Four sontimeters. Hours of torture and only four sontimeters dilated.

I began to believe that there was no baby. I began to pray the serenity prayer: God, grant me the serenity to accept that there is no baby, that I will be having contractions every one-to-three minutes for the rest of my life.

More hours of pacing back and forth. More hours of resignation.

And finally—somehow—they gave me the go ahead to push anyway—and the doctor comes in—the nurses push my knees up to my chest—I push—there’s a feeling of relief, and it feels sort of like vomiting—giving way to your body’s will.

They tell me to stop for a minute—the room transforms—nurses fly around—furniture moves—instruments are brought–get your camera ready” the doctor says, and I don’t believe him—I hardly believe him at all—there is no baby, only contractions—only pushing—

The room is dim, shades drawn—nearly 9 AM—first day of summer–and one more push or two—

There she is.

Wow, she’s big!

Look at those rolls!

They wipe her off, immediately place her on my chest. Little tiny whimpers.

They are sewing me up: For some reason, this pain feels worse than the labor pains, worse than the pushing and crowning and all that, and all I can think is that I want this pain to stop so that I can look at my baby’s face. I want to tell them, look, if this is about fixing some physical deformity in my nether regions, just leave it.

I cry out when the needle goes in—sharp, silver, stinging—and the baby cries when I do. I comfort her: it’s ok, it’s ok. She calms down. The needle goes in again; I cry out again—she cries again—I comfort her again–she quiets down.

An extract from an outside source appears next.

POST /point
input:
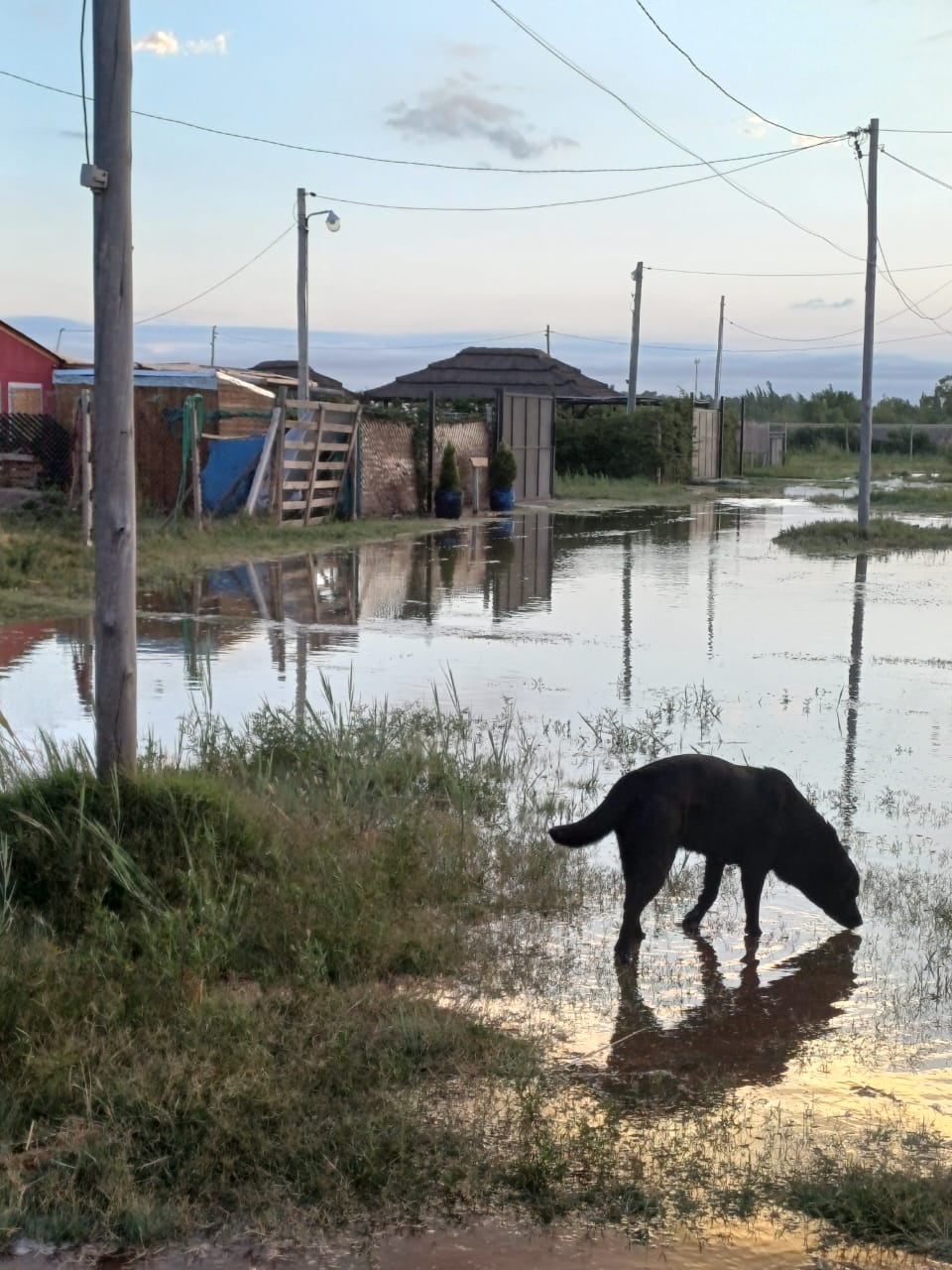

Somewhere in all this I turn to my husband and say, that was the hardest thing I’ve ever done, and I couldn’t have done it without you.

“You did great,” the doctor tells me. “You should do this again soon.”

Is he kidding?

They put the baby to my breast, and I fall asleep nursing her. There is a picture of me, naked from the waist up, mouth hanging open, baby on the breast.

The day that followed was a blur of joy and pain. They took her and weighed her: 9 lbs, 4 oz. They brought me food. Had me rest while my husband did the bathing tutorial. Calls to friends and family. Visit from sis-in-law and mother-in-law. A few hours after the birth, they had me stand up—and I passed out.

Do you know where you are? They asked me.

Did I just have a baby? I asked, the wonder of it coming to me anew.

The nurses asked visitors to leave: I needed to rest. Blood pressure. Heart rate. Blood loss.

That night they swaddled her and laid her in a clear glass bassinet across the room from me. I saw my little girl’s eyes through the glass, looking at me. Distinctively-shaped eyes that everyone had remarked on. She seemed just as curious about me as I was about her.

A day and a half later I put on a red and white striped maternity dress I’d outgrown in the last trimester, and we dressed Freckles in a footed PJ outfit her daddy wore when he was born, and I was wheeled out in a wheelchair, and we put her in the car seat, all of us looking at each other in wonder.

The next day, after much deliberation, she got her name– Audra Leora Brecken: Strength, Light, Freckles.